The willingness to succeed is only exceeded by the willingness to prepare

After many long months of discussion and debate, the first draft of Meaningful Use has come out. I’m optimistic about what I see -- what’s been laid out seems to focus on driving real outcomes improvement in the health care system.

It’s important that we keep this in mind -- that we’re not just trying to implement technology. We’re trying to improve the performance of the health system. And our willingness to succeed should only be exceeded by our willingness to prepare, and as part of that preparation, we must ensure that flexibility, scalability, and interoperability are inherent traits in the system. Why? Because, health is fundamentally data-driven. Nobody -- physicians, consumers, hospitals, insurance companies, governments -- can make good decisions without good data.

So driving data liquidity -- that is the ability for data to flow throughout the system -- has to be the critical focus. For years, we’ve been building systems in a “top-down” way to reach information, but what we need to do is build from the information up. One thing Carol Diamond said at a Health Affairs event that I attended with her really struck me -- the idea of bringing the question to the data -- leaving the data where it is and bringing the question/problem/issue to it. For a long time, what we did as an industry was use expensive research grants and complex tools to cull and compile data that was intended to answer one specific question, and by the time we’d sorted through the data enough to answer that question, it was either out of date or ten other, more pressing questions had popped up in the meantime. What we need is a system that unlocks all of the data that exists already in the health care sphere, and allows it to flow between silos so that when questions arise, we can bring those questions to the data for quick, evidence based answers -- rather than the other way around.

Given this, as discussions/refinements continue around meaningful use, I believe it’s critical for the following to be a part of the final definition:

· We can’t just capture data, it must be available in “real-time” in order make the right decisions and improve outcomes -- whether we’re talking about patients or populations.

· We have to enable data to become liquid -- specifically, doing this by separating data from applications. This is one of the recommendations from a study by the National Research Council of the National Academies that takes a look at what types of computational technology and investments are best for improving health outcomes.
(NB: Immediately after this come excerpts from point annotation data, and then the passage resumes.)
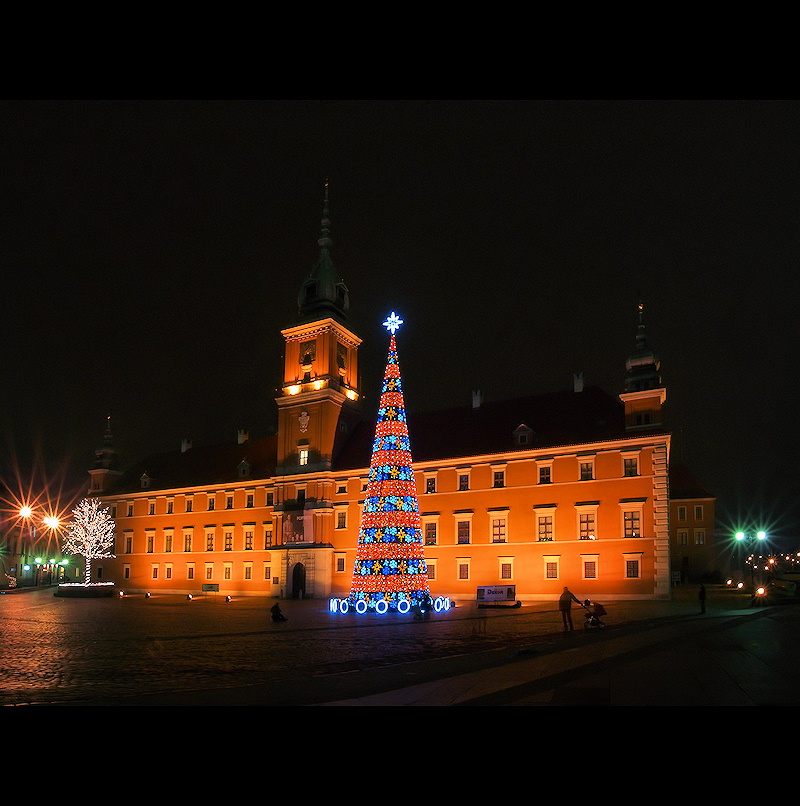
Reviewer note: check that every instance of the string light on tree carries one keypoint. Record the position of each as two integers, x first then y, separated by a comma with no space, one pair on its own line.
90,533
390,571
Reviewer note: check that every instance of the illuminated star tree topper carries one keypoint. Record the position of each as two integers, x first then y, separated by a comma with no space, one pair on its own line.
90,533
390,569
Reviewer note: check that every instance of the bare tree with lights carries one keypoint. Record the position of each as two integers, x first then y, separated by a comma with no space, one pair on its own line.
90,533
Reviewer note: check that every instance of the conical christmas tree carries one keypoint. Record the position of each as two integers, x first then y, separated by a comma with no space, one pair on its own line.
390,569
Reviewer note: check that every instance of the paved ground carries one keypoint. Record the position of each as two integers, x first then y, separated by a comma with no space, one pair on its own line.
167,651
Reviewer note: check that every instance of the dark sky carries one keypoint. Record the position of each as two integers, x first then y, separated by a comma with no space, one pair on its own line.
152,251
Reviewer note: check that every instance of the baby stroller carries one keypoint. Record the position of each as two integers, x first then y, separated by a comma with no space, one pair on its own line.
593,615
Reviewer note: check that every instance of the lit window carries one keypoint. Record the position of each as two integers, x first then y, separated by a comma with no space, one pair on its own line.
463,531
544,528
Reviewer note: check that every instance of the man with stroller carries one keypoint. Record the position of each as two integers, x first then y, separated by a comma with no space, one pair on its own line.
565,606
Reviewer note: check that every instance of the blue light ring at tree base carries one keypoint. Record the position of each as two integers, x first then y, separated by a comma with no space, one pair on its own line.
381,606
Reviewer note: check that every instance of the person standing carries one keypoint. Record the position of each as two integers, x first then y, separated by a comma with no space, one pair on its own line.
565,606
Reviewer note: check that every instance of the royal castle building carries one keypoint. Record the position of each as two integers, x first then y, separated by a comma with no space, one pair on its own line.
531,494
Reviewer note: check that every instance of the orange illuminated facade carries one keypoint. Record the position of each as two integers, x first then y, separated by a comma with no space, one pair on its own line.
569,488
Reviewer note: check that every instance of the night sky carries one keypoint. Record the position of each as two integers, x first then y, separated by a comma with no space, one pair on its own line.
152,252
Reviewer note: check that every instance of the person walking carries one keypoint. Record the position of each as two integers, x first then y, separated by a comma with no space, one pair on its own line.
565,606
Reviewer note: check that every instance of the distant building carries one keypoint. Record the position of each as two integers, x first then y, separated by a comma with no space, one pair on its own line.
693,546
568,488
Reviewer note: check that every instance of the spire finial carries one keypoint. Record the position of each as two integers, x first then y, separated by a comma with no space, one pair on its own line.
325,238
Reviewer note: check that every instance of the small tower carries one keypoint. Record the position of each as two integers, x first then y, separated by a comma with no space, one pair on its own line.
320,371
644,392
106,464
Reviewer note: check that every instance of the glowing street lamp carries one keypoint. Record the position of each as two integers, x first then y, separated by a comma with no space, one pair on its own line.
50,522
752,539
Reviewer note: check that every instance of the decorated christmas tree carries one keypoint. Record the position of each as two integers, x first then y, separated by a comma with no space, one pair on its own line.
390,571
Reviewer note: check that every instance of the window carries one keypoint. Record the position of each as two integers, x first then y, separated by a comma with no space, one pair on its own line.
499,525
632,516
551,567
587,520
463,531
544,528
430,533
430,528
632,566
632,522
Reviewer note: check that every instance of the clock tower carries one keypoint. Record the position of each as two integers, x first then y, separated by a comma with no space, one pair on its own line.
318,405
644,392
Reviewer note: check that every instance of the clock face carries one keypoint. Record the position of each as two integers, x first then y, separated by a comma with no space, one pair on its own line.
308,351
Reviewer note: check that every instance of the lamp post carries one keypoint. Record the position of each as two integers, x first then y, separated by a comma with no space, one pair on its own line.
751,539
50,522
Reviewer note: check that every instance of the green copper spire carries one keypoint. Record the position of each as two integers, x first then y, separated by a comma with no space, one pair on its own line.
323,294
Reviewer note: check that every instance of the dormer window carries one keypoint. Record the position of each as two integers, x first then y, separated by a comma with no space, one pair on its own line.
523,435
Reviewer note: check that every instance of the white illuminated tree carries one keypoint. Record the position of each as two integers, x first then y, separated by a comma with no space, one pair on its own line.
90,533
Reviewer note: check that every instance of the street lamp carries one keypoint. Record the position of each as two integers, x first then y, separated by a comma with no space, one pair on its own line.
751,539
50,522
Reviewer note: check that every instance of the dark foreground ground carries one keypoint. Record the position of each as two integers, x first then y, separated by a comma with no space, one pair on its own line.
168,651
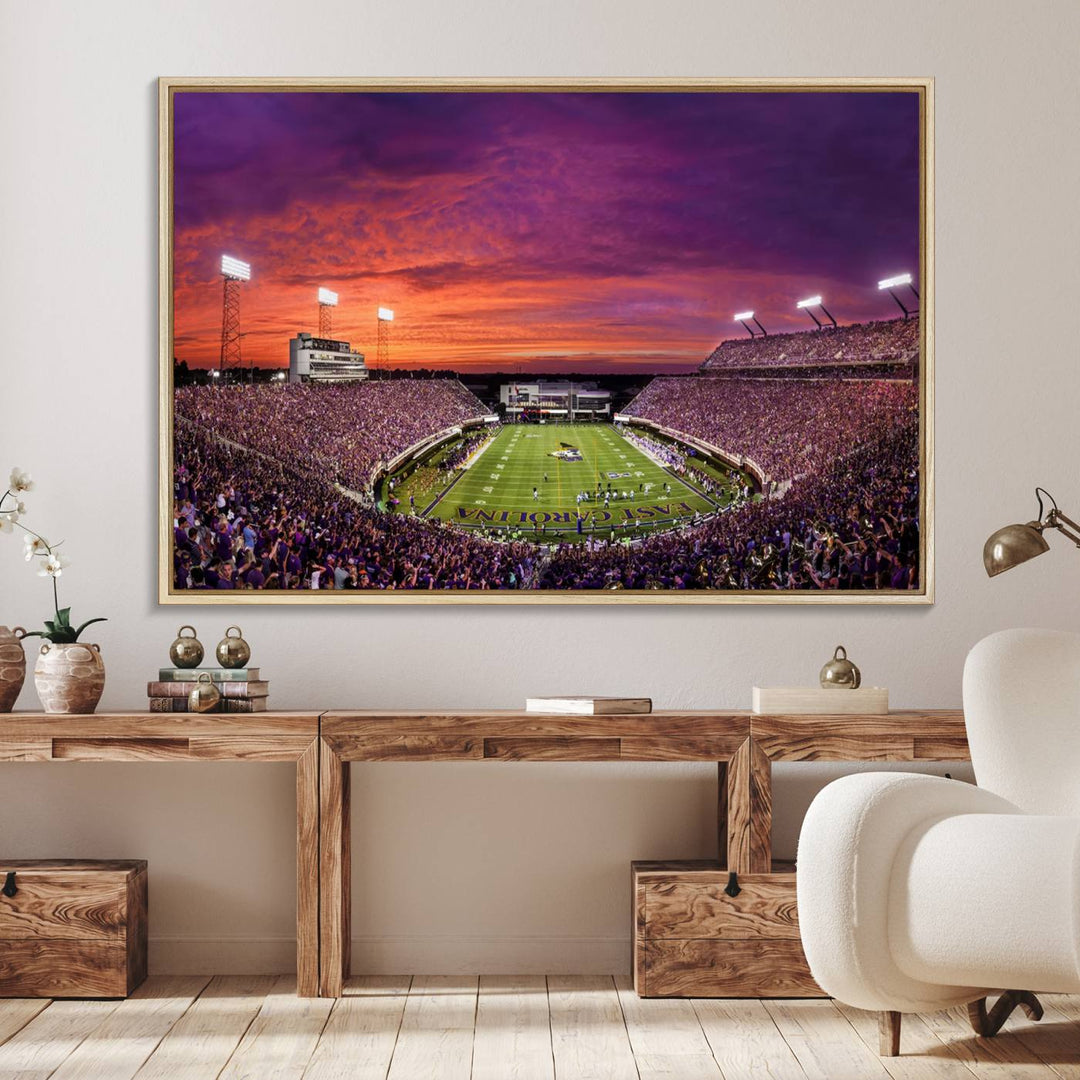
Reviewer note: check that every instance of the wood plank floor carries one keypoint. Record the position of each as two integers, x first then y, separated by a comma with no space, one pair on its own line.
521,1027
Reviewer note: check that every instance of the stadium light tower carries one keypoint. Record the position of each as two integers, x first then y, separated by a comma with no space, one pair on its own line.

Let the excuse not be that the data is trapped in systems that we built, that we have to wait for standards.

· We’ve got to give consumers access to their data -- not just in static form -- but empower them with an electronic copy so they can easily share it, use it, add to it–creating a lifelong health data asset.
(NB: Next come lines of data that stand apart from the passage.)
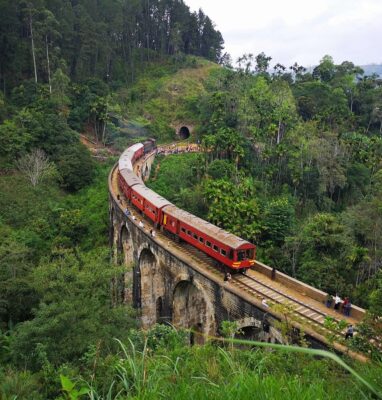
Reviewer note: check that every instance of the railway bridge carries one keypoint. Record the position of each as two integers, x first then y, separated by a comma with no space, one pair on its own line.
173,282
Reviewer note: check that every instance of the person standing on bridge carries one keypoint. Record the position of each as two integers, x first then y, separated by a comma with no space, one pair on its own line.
337,302
349,332
347,307
264,303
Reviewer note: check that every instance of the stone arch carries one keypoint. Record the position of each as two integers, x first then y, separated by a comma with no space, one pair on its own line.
184,133
125,245
146,171
250,329
190,310
149,288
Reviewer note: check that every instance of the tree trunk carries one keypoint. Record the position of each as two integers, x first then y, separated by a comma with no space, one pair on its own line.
33,49
48,63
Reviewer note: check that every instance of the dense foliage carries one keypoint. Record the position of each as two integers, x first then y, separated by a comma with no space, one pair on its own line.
108,39
291,161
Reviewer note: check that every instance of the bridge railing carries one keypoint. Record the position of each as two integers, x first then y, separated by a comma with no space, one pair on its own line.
356,312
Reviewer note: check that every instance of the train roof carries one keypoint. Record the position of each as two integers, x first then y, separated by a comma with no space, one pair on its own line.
134,147
124,164
131,178
151,196
209,229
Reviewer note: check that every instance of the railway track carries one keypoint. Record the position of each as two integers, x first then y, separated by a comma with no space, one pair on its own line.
304,313
299,311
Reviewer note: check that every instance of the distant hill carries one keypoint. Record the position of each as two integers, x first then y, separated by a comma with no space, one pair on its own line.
369,69
372,69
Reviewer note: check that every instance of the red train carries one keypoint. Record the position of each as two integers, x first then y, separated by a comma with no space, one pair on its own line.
224,247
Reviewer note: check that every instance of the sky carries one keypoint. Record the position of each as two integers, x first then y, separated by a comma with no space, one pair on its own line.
299,30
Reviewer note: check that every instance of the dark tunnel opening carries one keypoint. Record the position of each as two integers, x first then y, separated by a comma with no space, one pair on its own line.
184,133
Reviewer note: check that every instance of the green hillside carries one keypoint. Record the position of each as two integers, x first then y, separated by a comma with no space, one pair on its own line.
291,161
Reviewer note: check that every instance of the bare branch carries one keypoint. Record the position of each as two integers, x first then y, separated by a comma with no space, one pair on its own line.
36,166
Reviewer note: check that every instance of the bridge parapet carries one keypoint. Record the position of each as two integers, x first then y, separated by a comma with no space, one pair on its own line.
168,283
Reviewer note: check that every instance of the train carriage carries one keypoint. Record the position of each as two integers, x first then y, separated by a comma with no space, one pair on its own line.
223,246
127,179
149,202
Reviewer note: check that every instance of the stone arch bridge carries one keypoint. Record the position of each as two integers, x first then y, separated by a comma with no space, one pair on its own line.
169,282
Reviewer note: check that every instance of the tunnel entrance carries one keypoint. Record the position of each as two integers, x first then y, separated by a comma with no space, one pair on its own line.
184,133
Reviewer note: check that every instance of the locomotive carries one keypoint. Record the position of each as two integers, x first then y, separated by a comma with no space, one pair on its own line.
227,249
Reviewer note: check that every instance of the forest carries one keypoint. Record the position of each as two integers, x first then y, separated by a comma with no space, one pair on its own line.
292,161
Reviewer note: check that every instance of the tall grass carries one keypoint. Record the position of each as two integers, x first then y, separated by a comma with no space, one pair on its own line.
211,372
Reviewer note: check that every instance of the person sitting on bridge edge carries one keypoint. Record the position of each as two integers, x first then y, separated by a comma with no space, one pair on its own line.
337,302
349,332
329,300
264,303
347,307
273,274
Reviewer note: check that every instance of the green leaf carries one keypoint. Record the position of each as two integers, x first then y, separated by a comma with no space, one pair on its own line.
66,383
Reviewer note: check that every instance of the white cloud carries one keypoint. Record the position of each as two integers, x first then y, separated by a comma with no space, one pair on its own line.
299,30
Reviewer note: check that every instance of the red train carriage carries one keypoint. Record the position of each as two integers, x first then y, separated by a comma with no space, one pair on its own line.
224,247
149,202
126,180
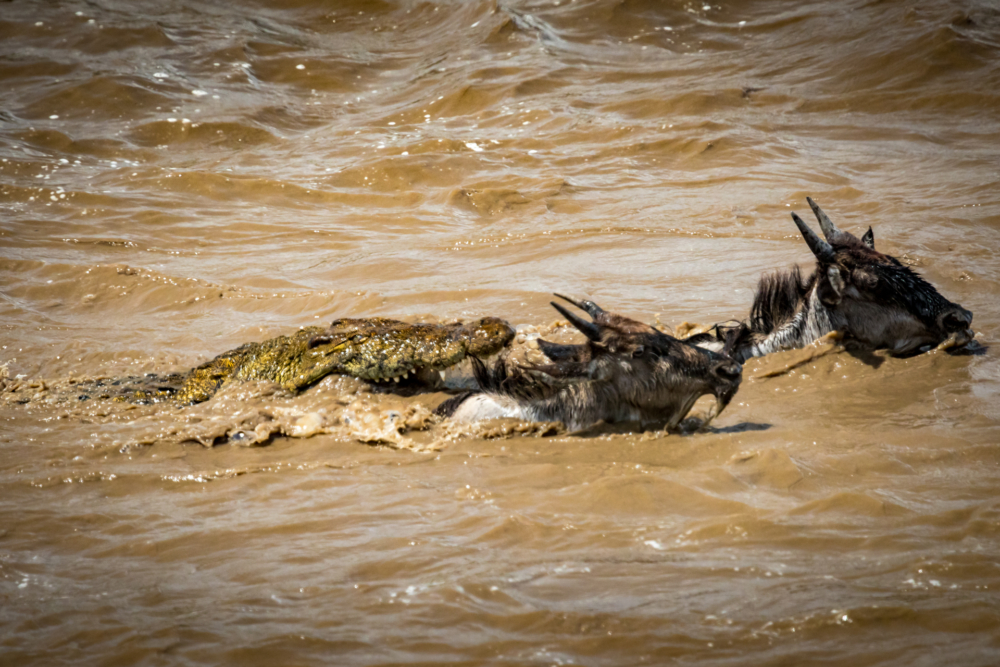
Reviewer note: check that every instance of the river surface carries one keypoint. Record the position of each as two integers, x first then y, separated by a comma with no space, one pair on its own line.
179,178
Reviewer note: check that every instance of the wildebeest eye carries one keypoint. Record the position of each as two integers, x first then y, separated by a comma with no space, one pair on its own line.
864,279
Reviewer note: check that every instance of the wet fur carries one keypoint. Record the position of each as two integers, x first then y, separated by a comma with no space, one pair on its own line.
867,295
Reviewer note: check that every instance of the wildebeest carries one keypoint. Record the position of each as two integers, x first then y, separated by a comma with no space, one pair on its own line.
626,371
868,296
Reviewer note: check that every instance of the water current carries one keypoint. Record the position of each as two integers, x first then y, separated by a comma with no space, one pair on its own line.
179,178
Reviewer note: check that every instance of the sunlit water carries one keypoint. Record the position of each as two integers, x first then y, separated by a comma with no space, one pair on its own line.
180,178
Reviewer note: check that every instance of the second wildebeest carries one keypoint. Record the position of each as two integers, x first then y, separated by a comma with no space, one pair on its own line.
626,371
868,296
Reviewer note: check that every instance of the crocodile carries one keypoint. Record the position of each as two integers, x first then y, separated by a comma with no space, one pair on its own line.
378,349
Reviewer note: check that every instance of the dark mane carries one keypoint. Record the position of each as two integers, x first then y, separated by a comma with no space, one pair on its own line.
778,296
775,302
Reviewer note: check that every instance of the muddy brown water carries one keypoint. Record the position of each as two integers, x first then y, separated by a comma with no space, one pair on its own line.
180,178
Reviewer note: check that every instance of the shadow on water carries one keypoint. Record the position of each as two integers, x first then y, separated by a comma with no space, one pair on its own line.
742,427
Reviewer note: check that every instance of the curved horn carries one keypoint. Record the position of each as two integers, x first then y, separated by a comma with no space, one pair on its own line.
589,307
588,329
830,230
819,247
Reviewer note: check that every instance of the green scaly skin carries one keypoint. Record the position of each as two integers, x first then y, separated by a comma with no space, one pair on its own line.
376,349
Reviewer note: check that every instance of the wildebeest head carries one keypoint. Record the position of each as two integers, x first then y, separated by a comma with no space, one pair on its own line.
876,300
626,371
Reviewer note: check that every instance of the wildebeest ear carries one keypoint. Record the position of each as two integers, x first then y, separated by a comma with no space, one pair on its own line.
869,238
831,287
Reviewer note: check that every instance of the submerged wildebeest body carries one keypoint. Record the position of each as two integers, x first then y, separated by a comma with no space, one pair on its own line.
868,296
626,371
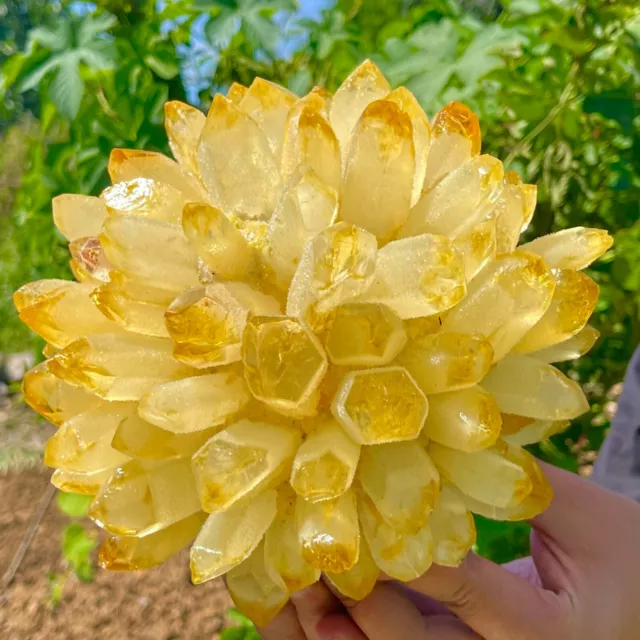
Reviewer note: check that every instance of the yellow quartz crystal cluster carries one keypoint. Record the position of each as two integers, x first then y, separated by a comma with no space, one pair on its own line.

· We should accelerate the objective of having PHR access to EHR data to the 2011 Objectives and Measures. There is no need to wait until 2015. These technologies are available today and will bring real, sustainable benefits, not just for consumers, but for the overall health care system.
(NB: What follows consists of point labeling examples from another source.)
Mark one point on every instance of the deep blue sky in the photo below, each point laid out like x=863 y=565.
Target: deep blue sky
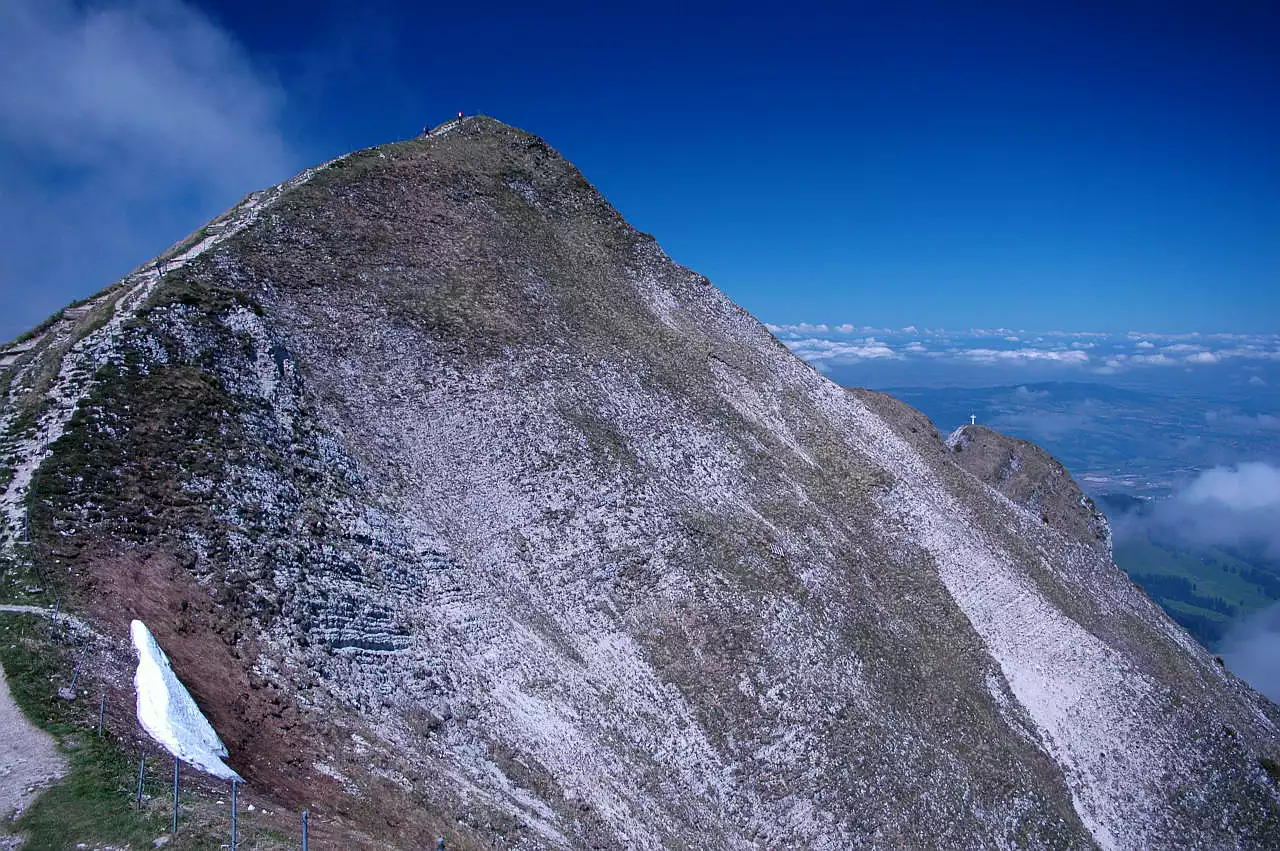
x=1100 y=167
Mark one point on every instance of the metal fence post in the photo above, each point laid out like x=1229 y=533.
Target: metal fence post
x=176 y=795
x=142 y=771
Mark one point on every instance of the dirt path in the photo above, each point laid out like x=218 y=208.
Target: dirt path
x=28 y=762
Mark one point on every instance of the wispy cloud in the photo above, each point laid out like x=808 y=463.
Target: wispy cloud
x=123 y=124
x=1089 y=351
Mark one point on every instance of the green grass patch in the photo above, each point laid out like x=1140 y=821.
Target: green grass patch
x=94 y=803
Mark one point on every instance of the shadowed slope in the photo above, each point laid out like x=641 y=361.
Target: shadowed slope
x=534 y=538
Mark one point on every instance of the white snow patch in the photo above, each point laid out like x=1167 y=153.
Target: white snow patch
x=168 y=713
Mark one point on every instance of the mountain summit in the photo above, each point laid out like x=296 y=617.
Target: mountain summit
x=461 y=509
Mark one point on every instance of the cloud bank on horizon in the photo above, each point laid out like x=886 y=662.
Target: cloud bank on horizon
x=828 y=346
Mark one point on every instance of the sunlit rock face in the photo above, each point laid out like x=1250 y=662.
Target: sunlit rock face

· We must ensure that we do not have an overly-prescriptive certification regime that focuses on certifying features and functions every-other-year. This will produce the unintended consequence of stifling innovation. Software vendors will be forced to develop towards a certified feature list rather than look for new and better ways to improve clinical processes and health outcomes,

The foundation of success is based upon data liquidity, and so it must be central to our thinking as we prepare for the future.